= Kanshi (poetry) =

Chinese poetry

Kanshi (漢詩) is a Japanese term for Chinese poetry in general as well as the Japanese poetry written in Chinese by Japanese poets. It literally means "Han poetry". Kanshi was the most popular form of poetry during the early Heian period in Japan among Japanese aristocrats and proliferated until the modern period.

==History==
The earliest collection of kanshi was the Kaifūsō, compiled in 751. The Kaifūsō was also one of the earliest works of Japanese literature, and according to Judith Rabinovitch and Timothy Bradstock, it was a collection of occasional verse spanning from 672 to 751. The compiler of the Kaifūsō may have been Omi no Mifune, Isonokami no Yakatsugu, or Prince Shirakabe and Fujiwara no Satsuo. Three imperial collections of kanshi were compiled during the 9th century: the Ryōunshū of 814, the Bunka Shūreishū of 818, and the Keikokushū of 827. Indeed, kanshi was accorded a higher place than the native waka form until the Kokin Wakashū collection was published in 905. Even before the early Heian period, the word shi (詩) meaning "poetry" was automatically understood to refer to kanshi, while the character 歌 (ka, uta) of waka 和歌 referred to Japanese poetry proper.

The Shi Jing, great Chinese poets of the Six Dynasties and Tang dynasty, such as Bai Juyi and others influenced the Japanese kanshi poets of the time, and when the Japanese met foreign diplomats of the time, they communicated in Chinese writing. Some went to China for study or diplomatic relations, and learned under Chinese poets such as Li Bai and Du Fu. Important kanshi poets of the Heian period included Kūkai, who learned to speak Chinese fluently during his time studying in China, Sugawara no Michizane, who did not study in China, but had a good understanding of Chinese, and Shimada no Tadaomi, among many others. Emperor Saga was a notable kanshi poet, who even ordered the compilation of 3 anthologies of kanshi, the first three imperial anthologies. Also noteworthy are private collections of Chinese poetry. One such collection combined both kanshi and waka: cf. the Wakan rōeishū.

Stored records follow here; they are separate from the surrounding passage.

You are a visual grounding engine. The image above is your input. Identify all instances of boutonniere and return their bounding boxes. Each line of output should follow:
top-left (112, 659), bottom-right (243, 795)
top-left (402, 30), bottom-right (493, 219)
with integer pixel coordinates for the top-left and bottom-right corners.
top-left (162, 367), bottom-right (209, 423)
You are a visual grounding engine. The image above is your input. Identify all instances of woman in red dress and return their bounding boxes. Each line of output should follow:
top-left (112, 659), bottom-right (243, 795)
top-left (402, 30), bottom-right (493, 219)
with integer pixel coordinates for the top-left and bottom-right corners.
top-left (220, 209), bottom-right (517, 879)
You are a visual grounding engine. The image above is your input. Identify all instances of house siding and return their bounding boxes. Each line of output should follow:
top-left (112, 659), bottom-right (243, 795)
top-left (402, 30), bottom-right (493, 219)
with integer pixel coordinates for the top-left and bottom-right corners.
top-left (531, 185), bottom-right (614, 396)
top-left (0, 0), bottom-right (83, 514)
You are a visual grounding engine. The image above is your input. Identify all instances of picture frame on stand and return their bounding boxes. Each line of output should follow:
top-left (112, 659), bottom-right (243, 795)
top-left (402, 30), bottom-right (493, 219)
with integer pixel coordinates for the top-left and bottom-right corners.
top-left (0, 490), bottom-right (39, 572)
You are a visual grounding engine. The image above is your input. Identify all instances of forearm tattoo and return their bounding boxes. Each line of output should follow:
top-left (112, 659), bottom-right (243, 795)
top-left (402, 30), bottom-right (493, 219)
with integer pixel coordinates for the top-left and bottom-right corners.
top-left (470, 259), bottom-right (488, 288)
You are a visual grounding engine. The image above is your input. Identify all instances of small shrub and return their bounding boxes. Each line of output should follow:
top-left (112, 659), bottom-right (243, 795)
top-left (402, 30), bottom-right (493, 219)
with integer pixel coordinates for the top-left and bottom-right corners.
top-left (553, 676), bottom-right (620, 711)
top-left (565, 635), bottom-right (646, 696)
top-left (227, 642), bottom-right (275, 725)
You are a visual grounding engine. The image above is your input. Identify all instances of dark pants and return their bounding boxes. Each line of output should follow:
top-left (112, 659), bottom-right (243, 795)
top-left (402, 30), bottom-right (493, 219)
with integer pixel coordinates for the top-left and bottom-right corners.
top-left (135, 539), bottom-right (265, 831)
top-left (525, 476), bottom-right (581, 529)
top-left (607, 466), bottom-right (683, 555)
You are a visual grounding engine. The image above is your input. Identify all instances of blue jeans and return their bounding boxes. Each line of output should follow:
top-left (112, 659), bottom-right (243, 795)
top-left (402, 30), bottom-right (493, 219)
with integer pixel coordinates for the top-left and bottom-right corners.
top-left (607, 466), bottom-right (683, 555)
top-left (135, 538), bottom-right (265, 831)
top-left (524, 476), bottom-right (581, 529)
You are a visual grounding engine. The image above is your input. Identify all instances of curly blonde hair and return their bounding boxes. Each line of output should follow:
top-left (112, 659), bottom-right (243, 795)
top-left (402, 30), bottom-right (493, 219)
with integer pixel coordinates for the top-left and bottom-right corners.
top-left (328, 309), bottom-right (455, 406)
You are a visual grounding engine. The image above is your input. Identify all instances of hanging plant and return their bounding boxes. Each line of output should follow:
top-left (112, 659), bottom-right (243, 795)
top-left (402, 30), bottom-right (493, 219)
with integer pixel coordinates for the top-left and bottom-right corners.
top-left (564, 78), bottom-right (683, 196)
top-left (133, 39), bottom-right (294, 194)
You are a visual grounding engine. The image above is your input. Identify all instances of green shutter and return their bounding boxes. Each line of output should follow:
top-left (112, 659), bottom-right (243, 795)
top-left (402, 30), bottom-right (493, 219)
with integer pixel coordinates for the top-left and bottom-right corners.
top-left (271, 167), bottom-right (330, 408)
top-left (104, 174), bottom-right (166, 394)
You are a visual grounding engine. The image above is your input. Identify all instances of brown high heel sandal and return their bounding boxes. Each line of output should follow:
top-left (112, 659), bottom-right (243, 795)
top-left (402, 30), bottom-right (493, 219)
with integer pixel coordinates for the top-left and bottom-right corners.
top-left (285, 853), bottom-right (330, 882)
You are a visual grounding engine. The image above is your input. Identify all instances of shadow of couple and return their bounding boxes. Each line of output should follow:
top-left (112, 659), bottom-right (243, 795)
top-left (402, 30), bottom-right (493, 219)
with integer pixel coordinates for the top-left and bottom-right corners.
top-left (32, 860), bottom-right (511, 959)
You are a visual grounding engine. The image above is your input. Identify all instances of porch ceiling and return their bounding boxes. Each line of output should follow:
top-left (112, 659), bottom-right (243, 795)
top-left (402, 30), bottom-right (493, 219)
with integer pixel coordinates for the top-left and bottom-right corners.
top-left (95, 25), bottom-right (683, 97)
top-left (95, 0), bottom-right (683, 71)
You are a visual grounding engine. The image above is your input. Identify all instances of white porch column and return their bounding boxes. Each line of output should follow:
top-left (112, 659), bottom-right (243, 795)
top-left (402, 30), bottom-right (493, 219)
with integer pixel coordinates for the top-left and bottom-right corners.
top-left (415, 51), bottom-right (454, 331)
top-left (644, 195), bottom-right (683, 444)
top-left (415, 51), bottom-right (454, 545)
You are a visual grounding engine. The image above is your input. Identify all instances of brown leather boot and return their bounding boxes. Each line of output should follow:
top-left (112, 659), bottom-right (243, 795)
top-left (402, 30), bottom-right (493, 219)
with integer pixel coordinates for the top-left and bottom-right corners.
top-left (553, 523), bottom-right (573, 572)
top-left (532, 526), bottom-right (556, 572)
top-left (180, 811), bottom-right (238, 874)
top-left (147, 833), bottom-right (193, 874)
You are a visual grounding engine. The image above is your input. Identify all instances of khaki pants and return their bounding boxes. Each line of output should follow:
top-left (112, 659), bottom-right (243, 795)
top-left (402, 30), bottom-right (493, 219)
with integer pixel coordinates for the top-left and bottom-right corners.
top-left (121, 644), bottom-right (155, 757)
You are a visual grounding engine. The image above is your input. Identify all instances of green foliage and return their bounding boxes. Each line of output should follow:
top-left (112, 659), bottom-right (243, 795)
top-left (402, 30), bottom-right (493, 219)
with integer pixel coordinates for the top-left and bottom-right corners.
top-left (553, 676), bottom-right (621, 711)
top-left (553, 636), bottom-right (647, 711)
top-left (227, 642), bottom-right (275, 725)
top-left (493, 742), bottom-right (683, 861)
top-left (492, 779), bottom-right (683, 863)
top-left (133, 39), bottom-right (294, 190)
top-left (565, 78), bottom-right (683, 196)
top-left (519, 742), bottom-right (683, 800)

Kanshi composition is not limited to Medieval Japan. During the Edo period and the early Meiji period many bunjin (文人) or 'men of letters' schooled in the philosophy of Neo-Confucianism composed kanshi. Despite the fascination of the Japanese with the European literature in the early 20th century, many of the "new literary giants" of the time, (e.g. Natsume Sōseki) composed kanshi. Gen. Maresuke Nogi was a noted poet of kanshi poems. During World War II, Japanese militarist propaganda encouraged study and composition of kanshi because it was considered to boost the "martial spirit". After 1945, study of kanshi steadily declined as the school system was changed by the American Occupation policies. Nowadays, kanshi is usually studied in the upper-level kanbun classes in high schools, albeit only in passing. Shigin hobbyists maintain the chanting tradition, but they are few and far between.

==Forms==
Kanshi had multiple forms, but most notable were in 5 or 7 syllables in 4 or 8 lines. The Japanese poets of kanshi were skilled in the strict rhyming rules of lüshi (律詩) and jueju (絕句), the two forms of the regulated verse that had gained most popularity during the Tang dynasty in China.